When Bill Gross stepped down from the Pimco Total Return Bond Fund in September, traders across Wall Street anticipated that the world’s biggest bond fund would be forced to dump holdings at fire-sale prices to meet record client withdrawals.
So why didn’t it happen? One explanation, according to a regulatory filing last month, may be that Pacific Investment Management Co. held the fund’s clearance sale in-house. The firm sold about $18 billion of Total Return’s assets to other Pimco funds and accounts between October and March, helping it meet more than $100 billion of redemptions that followed Gross’s surprise exit.

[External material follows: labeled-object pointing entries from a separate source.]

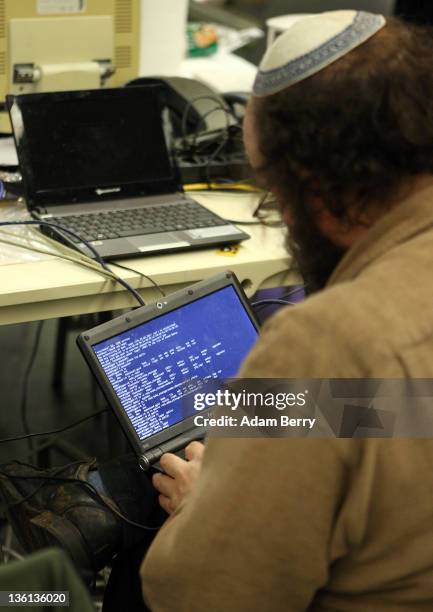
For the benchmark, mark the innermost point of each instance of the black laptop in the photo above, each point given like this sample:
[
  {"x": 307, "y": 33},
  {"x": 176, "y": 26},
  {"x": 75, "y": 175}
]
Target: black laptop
[
  {"x": 150, "y": 362},
  {"x": 97, "y": 163}
]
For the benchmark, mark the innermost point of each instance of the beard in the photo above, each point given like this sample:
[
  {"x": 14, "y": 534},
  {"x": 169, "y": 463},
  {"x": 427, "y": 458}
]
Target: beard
[{"x": 316, "y": 256}]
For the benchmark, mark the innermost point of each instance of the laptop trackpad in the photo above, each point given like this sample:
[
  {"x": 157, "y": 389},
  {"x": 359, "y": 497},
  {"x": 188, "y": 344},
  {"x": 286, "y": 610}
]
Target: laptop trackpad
[{"x": 162, "y": 241}]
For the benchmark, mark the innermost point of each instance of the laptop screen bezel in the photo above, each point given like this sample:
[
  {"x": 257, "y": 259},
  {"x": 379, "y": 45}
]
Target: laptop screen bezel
[
  {"x": 37, "y": 199},
  {"x": 121, "y": 324}
]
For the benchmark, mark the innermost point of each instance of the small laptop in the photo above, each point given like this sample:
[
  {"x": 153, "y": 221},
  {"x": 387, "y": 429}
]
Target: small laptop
[
  {"x": 97, "y": 163},
  {"x": 151, "y": 361}
]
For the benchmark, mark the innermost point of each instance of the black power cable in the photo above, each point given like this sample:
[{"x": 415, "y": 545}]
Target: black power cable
[{"x": 54, "y": 431}]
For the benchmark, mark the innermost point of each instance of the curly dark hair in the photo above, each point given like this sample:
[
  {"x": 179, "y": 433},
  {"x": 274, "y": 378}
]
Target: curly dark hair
[{"x": 355, "y": 132}]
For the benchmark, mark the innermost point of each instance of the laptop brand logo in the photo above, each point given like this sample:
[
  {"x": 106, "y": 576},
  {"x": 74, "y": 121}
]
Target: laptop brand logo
[{"x": 105, "y": 191}]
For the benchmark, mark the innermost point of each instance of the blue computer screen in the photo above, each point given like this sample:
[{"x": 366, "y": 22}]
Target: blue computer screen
[{"x": 153, "y": 366}]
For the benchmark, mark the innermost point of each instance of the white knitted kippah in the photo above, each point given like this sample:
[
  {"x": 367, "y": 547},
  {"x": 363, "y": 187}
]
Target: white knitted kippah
[{"x": 312, "y": 44}]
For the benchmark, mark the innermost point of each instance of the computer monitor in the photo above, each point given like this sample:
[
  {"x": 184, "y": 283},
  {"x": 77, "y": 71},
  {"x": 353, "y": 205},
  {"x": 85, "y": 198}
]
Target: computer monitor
[{"x": 59, "y": 45}]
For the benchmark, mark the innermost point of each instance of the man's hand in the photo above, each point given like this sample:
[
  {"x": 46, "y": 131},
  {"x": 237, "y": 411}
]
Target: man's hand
[{"x": 179, "y": 477}]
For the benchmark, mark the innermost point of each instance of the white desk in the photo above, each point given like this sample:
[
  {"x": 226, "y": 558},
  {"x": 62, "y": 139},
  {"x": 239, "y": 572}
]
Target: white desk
[{"x": 54, "y": 288}]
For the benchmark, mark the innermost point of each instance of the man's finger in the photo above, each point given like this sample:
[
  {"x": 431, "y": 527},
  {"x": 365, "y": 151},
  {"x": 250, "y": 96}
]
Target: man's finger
[
  {"x": 194, "y": 450},
  {"x": 173, "y": 465},
  {"x": 164, "y": 484}
]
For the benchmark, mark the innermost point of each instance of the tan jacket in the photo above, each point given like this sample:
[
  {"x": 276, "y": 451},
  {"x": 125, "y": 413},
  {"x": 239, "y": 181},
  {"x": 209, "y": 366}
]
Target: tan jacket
[{"x": 336, "y": 525}]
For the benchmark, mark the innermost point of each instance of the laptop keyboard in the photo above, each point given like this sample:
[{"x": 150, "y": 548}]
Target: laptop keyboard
[{"x": 138, "y": 221}]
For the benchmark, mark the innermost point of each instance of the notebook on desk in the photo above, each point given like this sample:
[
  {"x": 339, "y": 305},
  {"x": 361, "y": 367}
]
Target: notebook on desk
[
  {"x": 97, "y": 163},
  {"x": 149, "y": 362}
]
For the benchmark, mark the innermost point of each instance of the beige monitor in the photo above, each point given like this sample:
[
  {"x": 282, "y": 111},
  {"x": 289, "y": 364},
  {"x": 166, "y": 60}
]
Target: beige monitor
[{"x": 58, "y": 45}]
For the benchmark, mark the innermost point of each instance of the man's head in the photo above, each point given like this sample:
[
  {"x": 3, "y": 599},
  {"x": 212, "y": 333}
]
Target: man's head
[{"x": 342, "y": 146}]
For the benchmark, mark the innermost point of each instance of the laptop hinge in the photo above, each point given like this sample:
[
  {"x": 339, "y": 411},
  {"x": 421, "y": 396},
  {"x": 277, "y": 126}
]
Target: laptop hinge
[{"x": 151, "y": 456}]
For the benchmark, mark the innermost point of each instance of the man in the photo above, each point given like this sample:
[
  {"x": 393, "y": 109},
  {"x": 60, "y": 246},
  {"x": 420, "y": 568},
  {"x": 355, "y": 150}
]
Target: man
[{"x": 340, "y": 129}]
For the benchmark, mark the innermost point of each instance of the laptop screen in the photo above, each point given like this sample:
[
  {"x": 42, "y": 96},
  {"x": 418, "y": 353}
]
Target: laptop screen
[
  {"x": 149, "y": 365},
  {"x": 75, "y": 145}
]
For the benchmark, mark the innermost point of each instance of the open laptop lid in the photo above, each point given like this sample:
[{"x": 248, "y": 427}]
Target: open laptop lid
[
  {"x": 142, "y": 360},
  {"x": 84, "y": 146}
]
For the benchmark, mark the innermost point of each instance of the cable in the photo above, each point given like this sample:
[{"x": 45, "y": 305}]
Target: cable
[
  {"x": 238, "y": 222},
  {"x": 80, "y": 262},
  {"x": 294, "y": 291},
  {"x": 87, "y": 244},
  {"x": 272, "y": 301},
  {"x": 25, "y": 384},
  {"x": 54, "y": 431},
  {"x": 154, "y": 283},
  {"x": 190, "y": 105},
  {"x": 228, "y": 186}
]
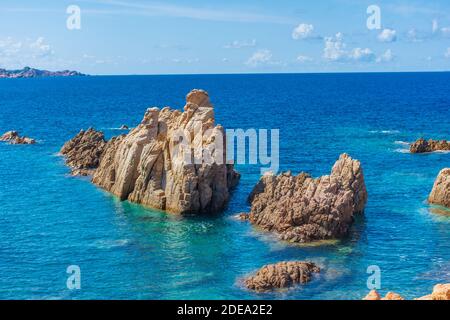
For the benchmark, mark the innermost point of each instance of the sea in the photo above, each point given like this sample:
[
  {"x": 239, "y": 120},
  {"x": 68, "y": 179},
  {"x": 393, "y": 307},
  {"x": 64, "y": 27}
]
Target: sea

Pimco, among the largest bond managers with about $1.6 trillion in assets, made use of a provision in the Investment Company Act of 1940 allowing funds within the same family to trade with one another under limited circumstances. Such cross trades are tightly regulated because they pose potential conflicts of interest, and can only be done if they’re beneficial to the buyer and seller. In this case, their use may also have limited the fallout in areas of the bond market where the fund traditionally held large chunks of debt, such as Treasury Inflation Protected Securities, or TIPS.
“There was this perception that Pimco would have to dump stuff on the marketplace and that just kind of tanked prices,” said Claude Erb, a former fund manager at TCW Group. “Pimco’s forced selling did not materialize,” though, “so things recovered fairly quickly.”
Agnes Crane, a spokeswoman of Newport Beach, California-based Pimco, declined to comment.